If there is such a thing as good pressure, then that’s what Hurricane Power Director Dave Imlay is currently experiencing.

In May, the Utah Associated Municipal Power Systems gave the city a $121,950 cut of a $1.2 million federal stimulus grant to upgrade Utah streetlights with energy-saving, LED lamps and fixtures.

That means lighting the city would involve less light pollution, less energy and, of course, cost less money. But it also means Hurricane and 13 other Utah municipalities — including Santa Clara and Enterprise — need to get the new lights up as soon as possible.

“We’re under a lot of pressure to get the money spent,” Imlay said. “These LED lights are very expensive. We want to get as many as we can.”

When it comes to pressure, it could be a lot worse than having to spend grant  money on improvements.

Though street lighting is usually a loss for municipalities, Imlay said the addition of the LED lamps would save anywhere from 30-70 percent of energy, depending on voltage.

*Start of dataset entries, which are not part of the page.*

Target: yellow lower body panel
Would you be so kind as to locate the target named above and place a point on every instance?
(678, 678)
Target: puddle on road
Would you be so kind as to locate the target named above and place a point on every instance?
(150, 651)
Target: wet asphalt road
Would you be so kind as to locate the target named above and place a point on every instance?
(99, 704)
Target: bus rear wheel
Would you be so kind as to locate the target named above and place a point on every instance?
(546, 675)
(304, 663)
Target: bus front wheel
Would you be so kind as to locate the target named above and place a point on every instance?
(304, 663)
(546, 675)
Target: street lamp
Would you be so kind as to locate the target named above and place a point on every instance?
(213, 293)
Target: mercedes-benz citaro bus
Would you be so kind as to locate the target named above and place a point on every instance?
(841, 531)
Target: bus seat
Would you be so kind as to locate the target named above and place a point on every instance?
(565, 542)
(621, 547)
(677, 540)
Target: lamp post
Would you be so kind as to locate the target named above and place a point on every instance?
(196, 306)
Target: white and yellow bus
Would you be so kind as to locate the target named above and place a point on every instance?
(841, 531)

“We’ll be able to lower those losses,” he said. “We’ll have more revenue and be able to defer any rate increases.”

With the new lights in place, Imlay said the city could expect to save nearly $15,000 a year in reduced power costs.

Instead of replacing all lights with LED replacements of a uniform size and brightness, Imlay said the city has been working to customize different types with different areas.